Wednesday, February 10, 2016

new hampshire turned out against the political grown-ups...,



dissentmagazine |  Of course candidates have to deny that they listen to Wall Street, and flatter voters into thinking ordinary people’s opinions about high finance and economic fairness really matter. But of course most candidates also suppose that ordinary people don’t understand banking, that bankers do, and that part of their job as governing elites is to listen to the bankers. Which, of course, the bankers appreciate—appreciation that they express in the language of the super-rich gift economy: “We’re all responsible elites here; take some of my money.” Bernie Sanders’s bad manners and alleged demagoguery lie in his taking the part about flattering voters too seriously, and not accepting the delicate hypocrisy of grown-up politics.

This revealing little dispute is a microcosm of the impatience that a certain kind of elite feels for the Sanders campaign. Consider the two major lines of dismissal against Sanders, and the way they come together in more-in-sorrow-than-in-anger condescension toward democracy.

If you want to dismiss the Sanders campaign, you can choose between two lines of attack. You can join Paul Krugman at the New York Times, asserting that governing is too hard for an idealistic democratic socialist: Sanders doesn’t seem built for compromise, and his proposals lack detail. And governing, as opposed to campaigning, is all about compromise and detail. Endorsing Hillary Clinton in the Democratic primary, the Times editorial board marveled, “Mrs. Clinton has done her homework on pretty much any issue you care to name.” Homework, you see. That’s the ticket; not staying out after dark working up the ruffians and messing with other people’s property. Grow up! is the bottom line here: as Krugman puts it in High Adult tones, “politics, like life, involves trade-offs.”

If that seems a little dreary, you can take the line Alexandra Schwartz presses at theNew Yorker. Developing themes that have been in the air for months, Schwartz offer a cultural take on Sanders’s appeal to young voters (who are supporting him by margins of seventy points or more in early primaries and polling). It must be his air of “purity” and “nostalgia for an imaginary time of simpler, more straightforward politics.” Looking back on her own Wordsworthian “very heaven” of imagining young Barack Obama “entirely pure,” Schwartz urges Sanders’s enthusiasts to find a “passage into political adulthood,” where we give up our idle fantasies about candidates (and about time, since Bernie reminds her of “the nutty great-uncle at the Seder table,” pungent with “hokiness” and rhetorical “staleness,” and of the “false nostalgia for past purity, in fashion or food, for instance”). Away with this iceberg lettuce salad of a candidacy, this sweaty vintage dress, this itchy, unkempt lumbersexual beard of a Democratic primary hopeful! Let’s grow up, release our grip on childish things, and get back to business, which is to say, compromise.

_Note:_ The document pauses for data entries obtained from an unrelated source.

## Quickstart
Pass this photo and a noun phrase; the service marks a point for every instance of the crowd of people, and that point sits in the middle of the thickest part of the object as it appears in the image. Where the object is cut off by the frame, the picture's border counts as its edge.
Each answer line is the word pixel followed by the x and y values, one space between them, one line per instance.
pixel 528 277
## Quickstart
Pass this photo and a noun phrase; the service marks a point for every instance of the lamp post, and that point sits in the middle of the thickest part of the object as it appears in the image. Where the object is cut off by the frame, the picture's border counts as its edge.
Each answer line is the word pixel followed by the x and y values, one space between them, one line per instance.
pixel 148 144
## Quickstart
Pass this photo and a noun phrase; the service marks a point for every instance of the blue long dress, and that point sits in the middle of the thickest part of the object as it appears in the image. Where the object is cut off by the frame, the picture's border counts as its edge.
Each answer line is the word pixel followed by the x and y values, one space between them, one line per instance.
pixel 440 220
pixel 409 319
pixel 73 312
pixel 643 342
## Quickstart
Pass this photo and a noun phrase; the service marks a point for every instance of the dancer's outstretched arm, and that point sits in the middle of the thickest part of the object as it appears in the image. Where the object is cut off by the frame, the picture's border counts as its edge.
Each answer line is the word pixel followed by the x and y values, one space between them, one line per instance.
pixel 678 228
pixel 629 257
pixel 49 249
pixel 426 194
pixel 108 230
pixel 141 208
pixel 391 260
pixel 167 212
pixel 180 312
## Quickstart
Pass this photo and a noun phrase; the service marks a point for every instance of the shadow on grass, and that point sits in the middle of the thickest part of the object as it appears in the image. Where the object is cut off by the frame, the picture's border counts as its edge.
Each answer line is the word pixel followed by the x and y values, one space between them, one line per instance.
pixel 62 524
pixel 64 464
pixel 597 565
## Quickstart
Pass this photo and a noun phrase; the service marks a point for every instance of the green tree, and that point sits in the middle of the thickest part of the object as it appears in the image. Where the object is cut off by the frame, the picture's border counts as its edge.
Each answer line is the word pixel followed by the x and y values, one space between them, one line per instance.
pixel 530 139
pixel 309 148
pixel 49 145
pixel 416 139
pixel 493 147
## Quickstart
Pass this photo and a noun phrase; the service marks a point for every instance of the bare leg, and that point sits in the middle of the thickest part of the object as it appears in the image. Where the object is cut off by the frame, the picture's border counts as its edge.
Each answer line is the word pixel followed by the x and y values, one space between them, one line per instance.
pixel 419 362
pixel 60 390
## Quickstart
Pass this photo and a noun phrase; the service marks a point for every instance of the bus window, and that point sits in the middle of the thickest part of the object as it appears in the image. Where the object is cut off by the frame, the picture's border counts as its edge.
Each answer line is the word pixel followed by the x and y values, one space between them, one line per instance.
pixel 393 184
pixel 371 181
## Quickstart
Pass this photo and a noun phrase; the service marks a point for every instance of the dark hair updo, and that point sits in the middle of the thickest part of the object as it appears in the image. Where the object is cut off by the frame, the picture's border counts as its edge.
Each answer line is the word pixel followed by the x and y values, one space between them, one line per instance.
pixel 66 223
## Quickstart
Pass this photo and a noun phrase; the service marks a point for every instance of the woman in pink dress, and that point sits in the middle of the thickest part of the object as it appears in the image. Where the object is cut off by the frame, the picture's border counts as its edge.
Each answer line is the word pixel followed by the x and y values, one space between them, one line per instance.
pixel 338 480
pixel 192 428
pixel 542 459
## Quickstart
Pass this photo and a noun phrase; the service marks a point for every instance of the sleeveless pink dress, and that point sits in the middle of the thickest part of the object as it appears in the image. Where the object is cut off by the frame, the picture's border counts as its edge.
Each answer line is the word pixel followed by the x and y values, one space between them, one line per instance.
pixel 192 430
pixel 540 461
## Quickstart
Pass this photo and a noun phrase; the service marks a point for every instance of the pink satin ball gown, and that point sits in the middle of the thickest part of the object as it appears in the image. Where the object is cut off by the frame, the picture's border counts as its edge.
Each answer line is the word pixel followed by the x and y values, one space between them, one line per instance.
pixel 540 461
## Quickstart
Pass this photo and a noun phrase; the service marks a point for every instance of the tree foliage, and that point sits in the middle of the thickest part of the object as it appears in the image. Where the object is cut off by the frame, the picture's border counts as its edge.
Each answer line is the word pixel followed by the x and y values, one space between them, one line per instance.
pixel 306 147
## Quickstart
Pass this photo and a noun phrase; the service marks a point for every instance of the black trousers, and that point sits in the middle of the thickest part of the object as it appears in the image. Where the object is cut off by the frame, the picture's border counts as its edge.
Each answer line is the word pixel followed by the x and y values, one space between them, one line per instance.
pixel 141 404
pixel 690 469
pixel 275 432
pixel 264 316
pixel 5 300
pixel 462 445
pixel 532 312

Despite their very different tones and concerns, the two lines of dismissal come around to the same point: adults learn not to take campaigns, promises, or political hopes too seriously. They learn that the real work is tedious, often invisible to the public, and highly constrained. They do their homework. Whether the dismissal comes in an eye-roll or a Nobel prizewinner’s rank-pulling, the lesson is the same: either political campaigns are festivals of feeling, mosh pits of emotional projection and crude fantasizing—about utopias of free stuff, unblemished leaders, or, more darkly, throwing bankers into jail—or they are a chance to choose responsible elites who will always do their homework.

All of this is one version of the lessons of the Obama era. Obama’s post-partisan but unmistakably “progressive” speeches thrilled young voters and former idealists who thought they would never feel that way again. His campaign upended a Clinton game plan that was supposed to be unstoppable, as he promised ecstatic throngs, “We are the people we have been waiting for.” Upon winning, Obama began displaying enormous deference to the designated adults of the early millennium: economists, bankers, and generals, as well as vicious political professionals like Rahm Emanuel (who was known for his contempt for the idealists who put Obama in office). “Look… I know those guys,” President Obama said of the country’s leading bankers early in his first term. “They’re very savvy businessmen.” Associating himself with grown-up authority, he followed his party’s hawks into a disastrous intervention in Libya and dilatory engagement with the Syrian catastrophe.

Still, within the limits of official adulthood, Obama has been a good president: he has consistently presented a dignified and inclusive face—whether inviting Pete Seeger to his first inauguration or, this week, visiting a mosque—and he appointed many earnest, incorruptible officials who have been pressing forward compromised progress on climate change, criminal justice reform, labor standards, and nearly anything else the government touches. (I know these people; they’re very decent and effective public servants.)